With the 2002 ceasefire agreement falling apart this year, worried J&K chief minister Omar Abdullah on Friday said he sees "no good intentions as Pakistan army has upped ceasefire violations even after two prime ministers agreed to address the same in New York recently".
"I do not understand who is behind this. The two prime ministers (Indian and Pakistani) met in New York and talked about ceasefire violations. Instead, the issue is getting more serious," said Abdullah on the sidelines of the inaugural session of three-day north zone regional judicial conference at Sher-i-Kashmir International Convention Centre in Srinagar.
The chief minister's statement has come as both the regions of Jammu and Kashmir are witnessing increasing violations of ceasefire from across the border along the Line of Control (LoC).
As fresh sniper shots and shelling from across the border fuels migration in Jammu's Poonch area because of civilian injuries, Omar asked India to take up the issue with Pakistan "in a strong manner".
"The way civilian areas were targeted by shelling yesterday (Thursday), it does not seem that their intentions are good," said Omar.
The CM said it was pledged that the director general of military operations (DGMOs) of both countries would discuss the issue and find a remedy.
Five people, including three children and a woman, were among those injured in Jammu's Najwal border hamlet in fresh Pakistan army's shelling.
Since January this year, the LoC has remained very hot.
There were serious allegations of limited border incursions and killings into each others' territories. Besides backing infiltration bids, the ceasefire violations saw no let up all through the year.

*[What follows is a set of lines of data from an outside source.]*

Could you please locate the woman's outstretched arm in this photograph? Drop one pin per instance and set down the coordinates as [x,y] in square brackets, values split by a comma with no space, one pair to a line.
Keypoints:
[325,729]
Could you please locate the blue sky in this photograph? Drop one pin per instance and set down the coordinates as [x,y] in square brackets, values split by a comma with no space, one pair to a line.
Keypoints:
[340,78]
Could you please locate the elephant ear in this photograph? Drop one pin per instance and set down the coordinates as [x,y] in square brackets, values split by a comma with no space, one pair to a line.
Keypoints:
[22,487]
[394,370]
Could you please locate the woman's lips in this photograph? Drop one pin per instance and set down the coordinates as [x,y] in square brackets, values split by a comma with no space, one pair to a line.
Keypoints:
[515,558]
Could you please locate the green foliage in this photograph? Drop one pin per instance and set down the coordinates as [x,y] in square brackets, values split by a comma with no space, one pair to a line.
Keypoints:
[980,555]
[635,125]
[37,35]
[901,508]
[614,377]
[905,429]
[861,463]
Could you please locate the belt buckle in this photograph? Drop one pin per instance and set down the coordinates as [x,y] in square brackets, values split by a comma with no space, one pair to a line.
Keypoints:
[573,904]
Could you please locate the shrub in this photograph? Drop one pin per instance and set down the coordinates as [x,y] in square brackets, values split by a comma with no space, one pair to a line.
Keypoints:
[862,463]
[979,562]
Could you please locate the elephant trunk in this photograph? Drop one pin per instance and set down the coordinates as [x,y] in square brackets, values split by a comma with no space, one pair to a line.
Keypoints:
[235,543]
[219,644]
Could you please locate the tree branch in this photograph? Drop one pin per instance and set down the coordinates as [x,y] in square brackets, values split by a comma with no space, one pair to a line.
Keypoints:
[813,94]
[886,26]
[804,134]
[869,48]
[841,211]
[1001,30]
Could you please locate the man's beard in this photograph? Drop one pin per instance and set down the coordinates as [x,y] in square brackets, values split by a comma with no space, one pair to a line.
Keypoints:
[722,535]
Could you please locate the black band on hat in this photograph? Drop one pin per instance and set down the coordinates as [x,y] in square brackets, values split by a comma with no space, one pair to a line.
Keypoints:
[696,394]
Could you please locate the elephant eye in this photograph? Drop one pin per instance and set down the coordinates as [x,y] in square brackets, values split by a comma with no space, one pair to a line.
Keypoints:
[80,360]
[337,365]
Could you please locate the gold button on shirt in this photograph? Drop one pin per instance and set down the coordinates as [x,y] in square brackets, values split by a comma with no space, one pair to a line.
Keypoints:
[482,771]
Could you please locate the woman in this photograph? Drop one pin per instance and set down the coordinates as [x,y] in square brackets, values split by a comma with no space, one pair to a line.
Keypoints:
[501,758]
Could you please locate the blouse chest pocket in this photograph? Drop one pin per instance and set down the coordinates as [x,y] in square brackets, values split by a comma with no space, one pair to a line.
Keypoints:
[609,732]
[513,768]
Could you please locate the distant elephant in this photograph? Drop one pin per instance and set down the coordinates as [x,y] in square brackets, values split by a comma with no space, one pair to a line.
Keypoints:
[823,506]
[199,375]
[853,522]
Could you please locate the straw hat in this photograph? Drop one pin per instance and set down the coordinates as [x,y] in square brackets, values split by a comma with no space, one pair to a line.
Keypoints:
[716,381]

More than 150 violations were reported this year, which include infiltration bids.
At least 15 soldiers, eight from Pakistan and seven from India, have lost lives in the cross firings so far. Several civilians have also been caught in the crossfire. Major migration of civilians in two places, one in Poonch and PoK's Kotli areas, have taken place.
There was a major Pakistan army-backed infiltration bid between September 24 and October 8. The army claimed 30-40 were pushed back, around 12 dead, in the clashes near Kupwara's Keran sector, adjacent to the LoC.

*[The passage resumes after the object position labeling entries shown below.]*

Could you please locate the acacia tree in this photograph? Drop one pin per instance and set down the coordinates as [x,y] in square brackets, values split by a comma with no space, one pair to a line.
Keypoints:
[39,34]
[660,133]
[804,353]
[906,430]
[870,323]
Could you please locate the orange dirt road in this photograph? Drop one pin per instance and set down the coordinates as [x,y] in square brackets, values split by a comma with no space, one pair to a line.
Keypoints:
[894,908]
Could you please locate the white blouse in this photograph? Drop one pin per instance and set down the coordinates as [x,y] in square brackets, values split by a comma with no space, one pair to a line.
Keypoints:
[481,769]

Home minister, CM may visit LoC next week
The Jammu and Kashmir government has already taken up the issue of fresh violation with New Delhi. Union home minister Sushil Kumar Shinde and Omar are likely to visit the LoC next week to assess the situation.
"We want the ceasefire to remain in force so that people living near the border and LoC sustain their life comfortably. The prevailing tension there (on LoC) is not good for us (state)," he said.
Since 2002, there was a sharp dip in number of ceasefire violations after the two countries pledged to take the peace process forward, which also resulted in cross-LoC bus service and trade in state.
A sizable population in Jammu's Poonch areas returned to their fields near the border after two decades of constant ceasefire violations.
The fresh violations ahead of winters fuels fears that a cover is being provided to infiltrating militants to keep winters violent in state.
"So far, the most successful part of the peace process has been the ceasefire and if the ceasefire is ended, then it would be difficult to enforce it again," Omar warned.
* Five people, including three children and a woman, were among those injured in Jammu's Najwal border hamlet in fresh Pakistan army's shelling.
* More than 150 violations were reported this year, which include infiltration bids.
* At least 15 soldiers, eight from Pakistan and seven from India, have lost lives in the cross firings so far.
* Several civilians have also been caught in the crossfire.
* Major migration of civilians in two places, one in Poonch and PoK's Kotli areas, have taken place.